The Challenge for Clinicians
Many practitioners initially feel conflicted, even frustrated, by the slower, more uncertain pace. This is not due to a lack of skill but often because much of therapy training emphasizes manualized protocols, measurable outcomes, and structured timelines
Questions quickly arise:
- How much structure is helpful, and when does it become intrusive?
- What belongs in documentation?
- How do I plan treatment when the path is unfolding moment by moment?
These are not trivial concerns, they go to the heart of ethical, presence-based work. Therapists may find themselves challenged to trust the process, to withstand ambiguity, and to commit to a journey that unfolds gradually.
Staying With the Work: The Paradox of Slowing Down
The paradox, as many KAT practitioners eventually discover, is that the work with complex trauma demands more presence, more patience, and more trust, not just in the client, but in the process itself. And ironically, the work often becomes more sustainable and less emotionally taxing when therapists give themselves permission to slow down and let go of the illusion of control.
The ultimate invitation is to move from technician to companion, from fixing to witnessing; knowing that for many clients, the experience of being met, accepted, and accompanied is itself reparative at the deepest level. This is not simply theory: research shows that the therapeutic alliance, a felt sense of safety and mutual regard, is one of the strongest predictors of positive outcome in trauma treatment.

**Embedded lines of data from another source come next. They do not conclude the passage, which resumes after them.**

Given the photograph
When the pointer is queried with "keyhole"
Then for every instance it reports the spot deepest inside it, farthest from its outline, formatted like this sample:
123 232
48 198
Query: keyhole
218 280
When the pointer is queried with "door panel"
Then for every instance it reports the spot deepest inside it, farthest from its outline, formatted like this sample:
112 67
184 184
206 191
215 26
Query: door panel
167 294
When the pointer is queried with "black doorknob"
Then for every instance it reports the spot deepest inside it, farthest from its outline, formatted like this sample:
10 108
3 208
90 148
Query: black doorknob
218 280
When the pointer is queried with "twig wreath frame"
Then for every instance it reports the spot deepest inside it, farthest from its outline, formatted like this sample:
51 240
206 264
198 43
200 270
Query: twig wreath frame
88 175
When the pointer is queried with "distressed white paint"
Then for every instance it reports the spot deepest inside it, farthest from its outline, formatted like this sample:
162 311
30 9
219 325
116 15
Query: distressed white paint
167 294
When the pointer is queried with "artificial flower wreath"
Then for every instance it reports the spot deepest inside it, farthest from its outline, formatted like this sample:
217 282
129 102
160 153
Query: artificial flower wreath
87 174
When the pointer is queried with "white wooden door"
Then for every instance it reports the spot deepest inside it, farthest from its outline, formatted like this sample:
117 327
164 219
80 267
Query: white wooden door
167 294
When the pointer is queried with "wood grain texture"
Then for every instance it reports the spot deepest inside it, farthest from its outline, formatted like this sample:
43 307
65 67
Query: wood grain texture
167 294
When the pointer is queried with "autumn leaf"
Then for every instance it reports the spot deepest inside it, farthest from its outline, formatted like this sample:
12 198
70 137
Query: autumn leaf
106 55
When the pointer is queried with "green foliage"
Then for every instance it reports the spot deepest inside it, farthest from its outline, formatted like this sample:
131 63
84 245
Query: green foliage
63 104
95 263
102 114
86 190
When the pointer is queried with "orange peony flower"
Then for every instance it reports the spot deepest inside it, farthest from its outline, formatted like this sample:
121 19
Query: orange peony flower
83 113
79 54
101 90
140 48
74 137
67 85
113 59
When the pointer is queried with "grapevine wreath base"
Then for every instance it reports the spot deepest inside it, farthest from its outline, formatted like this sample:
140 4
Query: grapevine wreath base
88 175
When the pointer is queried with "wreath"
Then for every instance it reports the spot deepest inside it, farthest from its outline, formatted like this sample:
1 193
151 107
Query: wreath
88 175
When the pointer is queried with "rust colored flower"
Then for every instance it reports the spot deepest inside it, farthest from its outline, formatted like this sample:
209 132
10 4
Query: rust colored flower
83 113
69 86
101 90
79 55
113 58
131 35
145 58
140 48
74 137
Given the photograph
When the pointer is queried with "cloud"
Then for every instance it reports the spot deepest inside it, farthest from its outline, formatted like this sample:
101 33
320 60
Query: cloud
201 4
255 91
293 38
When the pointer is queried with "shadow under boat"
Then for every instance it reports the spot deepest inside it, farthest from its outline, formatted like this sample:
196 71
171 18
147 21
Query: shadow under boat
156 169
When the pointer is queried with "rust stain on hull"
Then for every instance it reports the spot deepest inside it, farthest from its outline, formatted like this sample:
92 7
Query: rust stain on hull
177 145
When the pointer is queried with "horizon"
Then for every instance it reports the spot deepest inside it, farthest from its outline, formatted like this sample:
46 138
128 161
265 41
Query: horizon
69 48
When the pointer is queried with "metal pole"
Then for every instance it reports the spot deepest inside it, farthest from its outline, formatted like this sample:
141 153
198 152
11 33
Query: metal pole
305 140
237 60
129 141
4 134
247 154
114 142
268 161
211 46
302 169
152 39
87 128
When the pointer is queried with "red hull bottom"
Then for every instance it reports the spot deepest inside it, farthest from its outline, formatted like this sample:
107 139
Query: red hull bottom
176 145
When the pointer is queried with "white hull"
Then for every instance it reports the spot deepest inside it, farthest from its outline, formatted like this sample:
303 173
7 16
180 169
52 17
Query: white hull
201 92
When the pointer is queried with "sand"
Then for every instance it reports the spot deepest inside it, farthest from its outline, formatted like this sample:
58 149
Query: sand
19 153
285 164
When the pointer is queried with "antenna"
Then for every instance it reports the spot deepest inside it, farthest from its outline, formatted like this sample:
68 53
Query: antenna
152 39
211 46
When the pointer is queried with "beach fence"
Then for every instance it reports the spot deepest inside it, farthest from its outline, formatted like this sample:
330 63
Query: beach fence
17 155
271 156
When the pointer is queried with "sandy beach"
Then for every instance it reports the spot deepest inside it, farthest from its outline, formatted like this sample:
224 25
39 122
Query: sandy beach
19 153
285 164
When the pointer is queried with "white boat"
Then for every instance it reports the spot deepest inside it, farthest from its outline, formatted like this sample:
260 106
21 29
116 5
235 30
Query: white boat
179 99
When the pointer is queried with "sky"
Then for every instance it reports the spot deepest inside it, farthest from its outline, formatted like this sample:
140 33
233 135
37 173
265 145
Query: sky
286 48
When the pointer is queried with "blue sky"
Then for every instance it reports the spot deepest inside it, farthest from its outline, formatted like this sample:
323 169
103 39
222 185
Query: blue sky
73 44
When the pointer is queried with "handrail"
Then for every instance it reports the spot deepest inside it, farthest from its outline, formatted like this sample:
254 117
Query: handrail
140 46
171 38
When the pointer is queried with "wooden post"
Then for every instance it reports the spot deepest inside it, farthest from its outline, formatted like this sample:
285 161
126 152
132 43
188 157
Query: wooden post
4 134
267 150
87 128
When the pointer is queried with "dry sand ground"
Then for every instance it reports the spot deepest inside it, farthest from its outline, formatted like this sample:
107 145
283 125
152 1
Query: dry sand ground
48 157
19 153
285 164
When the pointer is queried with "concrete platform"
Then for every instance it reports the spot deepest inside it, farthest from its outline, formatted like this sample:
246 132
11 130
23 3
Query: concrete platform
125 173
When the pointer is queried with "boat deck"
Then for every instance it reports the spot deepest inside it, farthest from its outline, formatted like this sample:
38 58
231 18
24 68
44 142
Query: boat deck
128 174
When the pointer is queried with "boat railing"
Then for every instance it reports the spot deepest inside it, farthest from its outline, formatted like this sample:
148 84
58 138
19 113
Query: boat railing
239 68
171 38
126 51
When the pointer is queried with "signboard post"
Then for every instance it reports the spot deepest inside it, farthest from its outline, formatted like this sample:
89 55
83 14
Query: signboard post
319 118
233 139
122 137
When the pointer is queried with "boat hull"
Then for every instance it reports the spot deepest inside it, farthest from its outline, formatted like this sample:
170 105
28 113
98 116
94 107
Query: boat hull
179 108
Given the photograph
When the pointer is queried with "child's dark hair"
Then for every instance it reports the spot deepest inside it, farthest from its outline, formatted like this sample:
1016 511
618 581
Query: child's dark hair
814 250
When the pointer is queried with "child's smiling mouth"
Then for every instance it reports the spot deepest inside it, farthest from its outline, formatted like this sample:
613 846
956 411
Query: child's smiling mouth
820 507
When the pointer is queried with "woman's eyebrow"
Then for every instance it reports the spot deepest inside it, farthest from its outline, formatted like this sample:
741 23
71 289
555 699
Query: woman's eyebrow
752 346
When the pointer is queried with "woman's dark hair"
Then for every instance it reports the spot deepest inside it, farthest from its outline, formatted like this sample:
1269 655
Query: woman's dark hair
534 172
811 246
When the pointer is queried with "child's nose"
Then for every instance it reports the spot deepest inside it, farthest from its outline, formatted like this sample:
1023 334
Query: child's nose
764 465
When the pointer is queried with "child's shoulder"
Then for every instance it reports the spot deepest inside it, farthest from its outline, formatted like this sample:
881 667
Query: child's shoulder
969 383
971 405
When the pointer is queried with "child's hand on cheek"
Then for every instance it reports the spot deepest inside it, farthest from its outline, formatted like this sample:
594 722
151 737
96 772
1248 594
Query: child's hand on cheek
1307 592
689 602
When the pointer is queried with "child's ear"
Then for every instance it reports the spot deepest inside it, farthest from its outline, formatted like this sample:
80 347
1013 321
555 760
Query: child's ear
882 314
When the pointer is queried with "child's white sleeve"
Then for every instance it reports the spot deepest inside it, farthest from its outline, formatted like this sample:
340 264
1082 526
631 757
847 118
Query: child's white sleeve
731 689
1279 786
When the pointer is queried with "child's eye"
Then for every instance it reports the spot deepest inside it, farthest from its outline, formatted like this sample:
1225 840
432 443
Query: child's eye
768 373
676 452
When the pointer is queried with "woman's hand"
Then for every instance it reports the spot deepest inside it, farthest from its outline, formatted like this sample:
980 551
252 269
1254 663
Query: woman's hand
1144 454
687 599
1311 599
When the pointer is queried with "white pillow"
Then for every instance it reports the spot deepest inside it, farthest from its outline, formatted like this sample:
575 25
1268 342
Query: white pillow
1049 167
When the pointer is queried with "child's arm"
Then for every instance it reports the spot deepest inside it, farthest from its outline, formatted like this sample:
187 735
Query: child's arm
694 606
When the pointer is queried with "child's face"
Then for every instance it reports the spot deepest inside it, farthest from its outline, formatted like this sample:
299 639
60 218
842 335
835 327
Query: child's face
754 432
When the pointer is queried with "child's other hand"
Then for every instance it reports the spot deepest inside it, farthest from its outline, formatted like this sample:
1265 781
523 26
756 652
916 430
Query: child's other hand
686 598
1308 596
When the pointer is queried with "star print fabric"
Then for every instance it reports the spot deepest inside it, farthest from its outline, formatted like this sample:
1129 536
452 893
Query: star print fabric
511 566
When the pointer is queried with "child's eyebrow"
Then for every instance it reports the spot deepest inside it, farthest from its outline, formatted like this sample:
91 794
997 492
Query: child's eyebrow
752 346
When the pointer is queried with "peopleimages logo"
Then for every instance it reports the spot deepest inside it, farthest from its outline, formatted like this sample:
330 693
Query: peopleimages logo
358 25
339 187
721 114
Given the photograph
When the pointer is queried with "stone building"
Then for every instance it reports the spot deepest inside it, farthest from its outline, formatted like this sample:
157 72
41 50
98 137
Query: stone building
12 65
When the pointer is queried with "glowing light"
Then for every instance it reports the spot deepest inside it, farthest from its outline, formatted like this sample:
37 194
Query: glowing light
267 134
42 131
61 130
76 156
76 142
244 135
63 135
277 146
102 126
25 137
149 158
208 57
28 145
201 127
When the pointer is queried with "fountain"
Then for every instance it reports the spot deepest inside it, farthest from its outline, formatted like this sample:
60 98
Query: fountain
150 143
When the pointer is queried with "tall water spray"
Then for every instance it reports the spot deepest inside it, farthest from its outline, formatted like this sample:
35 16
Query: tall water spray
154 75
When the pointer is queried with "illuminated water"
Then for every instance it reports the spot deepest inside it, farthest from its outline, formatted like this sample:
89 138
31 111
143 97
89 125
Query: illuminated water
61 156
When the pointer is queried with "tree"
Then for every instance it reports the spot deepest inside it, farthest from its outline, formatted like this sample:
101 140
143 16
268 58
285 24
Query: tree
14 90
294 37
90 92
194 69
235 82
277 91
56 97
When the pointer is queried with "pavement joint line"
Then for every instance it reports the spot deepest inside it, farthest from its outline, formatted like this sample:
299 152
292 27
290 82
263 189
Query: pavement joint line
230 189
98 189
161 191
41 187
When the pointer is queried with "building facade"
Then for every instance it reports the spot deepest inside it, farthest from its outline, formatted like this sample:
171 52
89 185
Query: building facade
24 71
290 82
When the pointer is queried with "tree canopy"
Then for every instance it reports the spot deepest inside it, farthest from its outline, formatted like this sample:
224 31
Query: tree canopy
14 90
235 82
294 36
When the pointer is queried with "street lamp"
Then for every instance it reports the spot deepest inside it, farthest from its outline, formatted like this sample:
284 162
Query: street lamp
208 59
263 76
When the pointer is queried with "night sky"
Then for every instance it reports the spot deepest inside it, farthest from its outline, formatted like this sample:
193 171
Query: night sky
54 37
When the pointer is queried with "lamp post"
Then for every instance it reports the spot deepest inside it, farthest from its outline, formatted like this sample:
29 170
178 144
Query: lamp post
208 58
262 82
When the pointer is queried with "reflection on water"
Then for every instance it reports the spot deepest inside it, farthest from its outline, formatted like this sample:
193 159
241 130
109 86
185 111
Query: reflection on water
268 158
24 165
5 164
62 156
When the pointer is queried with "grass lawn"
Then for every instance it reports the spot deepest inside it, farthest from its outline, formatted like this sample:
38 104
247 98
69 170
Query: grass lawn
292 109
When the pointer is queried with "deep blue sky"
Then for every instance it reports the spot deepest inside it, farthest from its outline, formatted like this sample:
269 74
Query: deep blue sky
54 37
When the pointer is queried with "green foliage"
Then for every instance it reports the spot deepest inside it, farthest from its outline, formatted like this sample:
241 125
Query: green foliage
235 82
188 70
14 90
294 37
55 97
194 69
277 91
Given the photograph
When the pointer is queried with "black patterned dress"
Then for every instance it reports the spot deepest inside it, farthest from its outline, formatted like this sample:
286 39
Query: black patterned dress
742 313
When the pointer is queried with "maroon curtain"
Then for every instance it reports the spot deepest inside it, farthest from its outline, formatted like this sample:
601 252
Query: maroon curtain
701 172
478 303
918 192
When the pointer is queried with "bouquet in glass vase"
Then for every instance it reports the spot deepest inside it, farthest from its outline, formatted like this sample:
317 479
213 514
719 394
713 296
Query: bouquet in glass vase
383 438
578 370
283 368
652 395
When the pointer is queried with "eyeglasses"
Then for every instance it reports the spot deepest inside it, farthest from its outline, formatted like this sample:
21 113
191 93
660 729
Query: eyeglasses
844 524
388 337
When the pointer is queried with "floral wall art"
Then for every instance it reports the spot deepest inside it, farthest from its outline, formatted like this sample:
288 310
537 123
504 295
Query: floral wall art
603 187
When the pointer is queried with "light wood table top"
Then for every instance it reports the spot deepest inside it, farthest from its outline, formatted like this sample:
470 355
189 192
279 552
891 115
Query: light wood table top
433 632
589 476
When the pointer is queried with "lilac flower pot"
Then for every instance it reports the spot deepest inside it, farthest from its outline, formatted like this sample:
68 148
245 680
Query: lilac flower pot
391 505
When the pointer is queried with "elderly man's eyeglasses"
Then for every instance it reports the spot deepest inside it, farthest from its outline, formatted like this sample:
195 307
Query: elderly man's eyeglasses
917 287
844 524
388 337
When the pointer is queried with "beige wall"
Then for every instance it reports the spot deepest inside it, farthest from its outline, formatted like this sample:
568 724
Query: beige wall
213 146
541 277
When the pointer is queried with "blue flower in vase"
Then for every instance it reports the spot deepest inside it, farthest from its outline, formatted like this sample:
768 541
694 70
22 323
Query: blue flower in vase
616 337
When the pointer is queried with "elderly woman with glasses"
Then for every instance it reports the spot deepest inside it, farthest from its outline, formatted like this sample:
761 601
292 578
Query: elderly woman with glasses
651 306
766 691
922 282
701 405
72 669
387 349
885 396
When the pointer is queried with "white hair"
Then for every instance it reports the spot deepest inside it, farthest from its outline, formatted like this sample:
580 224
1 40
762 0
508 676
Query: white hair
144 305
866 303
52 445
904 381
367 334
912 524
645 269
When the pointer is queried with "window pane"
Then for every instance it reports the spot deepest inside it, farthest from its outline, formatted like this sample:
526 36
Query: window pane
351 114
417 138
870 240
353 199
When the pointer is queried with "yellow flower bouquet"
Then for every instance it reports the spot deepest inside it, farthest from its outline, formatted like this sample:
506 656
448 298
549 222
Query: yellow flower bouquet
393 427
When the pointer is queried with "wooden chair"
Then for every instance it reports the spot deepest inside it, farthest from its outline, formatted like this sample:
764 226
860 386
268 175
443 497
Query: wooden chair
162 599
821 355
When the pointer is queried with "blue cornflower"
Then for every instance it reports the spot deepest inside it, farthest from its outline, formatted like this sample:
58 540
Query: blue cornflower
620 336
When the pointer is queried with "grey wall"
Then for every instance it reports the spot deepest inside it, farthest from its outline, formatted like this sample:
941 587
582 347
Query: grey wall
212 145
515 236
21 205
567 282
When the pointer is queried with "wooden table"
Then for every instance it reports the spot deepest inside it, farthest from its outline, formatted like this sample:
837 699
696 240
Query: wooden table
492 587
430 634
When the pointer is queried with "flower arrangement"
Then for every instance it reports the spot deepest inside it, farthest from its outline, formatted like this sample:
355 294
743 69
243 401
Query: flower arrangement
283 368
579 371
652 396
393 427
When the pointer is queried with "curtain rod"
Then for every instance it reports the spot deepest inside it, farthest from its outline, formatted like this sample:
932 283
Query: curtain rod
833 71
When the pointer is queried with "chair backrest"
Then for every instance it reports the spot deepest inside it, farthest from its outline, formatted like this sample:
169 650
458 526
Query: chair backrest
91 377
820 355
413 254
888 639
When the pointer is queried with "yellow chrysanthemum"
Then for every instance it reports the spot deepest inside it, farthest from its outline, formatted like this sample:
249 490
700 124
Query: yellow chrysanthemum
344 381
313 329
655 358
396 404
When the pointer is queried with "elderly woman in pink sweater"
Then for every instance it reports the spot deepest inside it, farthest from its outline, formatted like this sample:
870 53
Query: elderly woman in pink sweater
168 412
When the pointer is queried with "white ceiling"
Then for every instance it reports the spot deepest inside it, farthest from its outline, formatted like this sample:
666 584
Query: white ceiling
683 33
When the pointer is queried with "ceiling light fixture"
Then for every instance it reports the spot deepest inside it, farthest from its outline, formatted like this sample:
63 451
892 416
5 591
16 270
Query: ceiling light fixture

An Integrated, Sustainable Model for the Future
As the field of psychedelic therapy grows, so too does our understanding of how to integrate these approaches with what we know about trauma, attachment, and neurodevelopment. KAP, when practiced with humility and attunement, offers a transformative opportunity, not just to alleviate symptoms, but to support the deeper healing that comes from reorganizing the nervous system.
For us at Empathy Grove Ketamine Therapy and Wellness Center, the focus is to stay open and curious, to embrace ongoing learning, and to reflect deeply not just on techniques, but on the true nature of healing itself.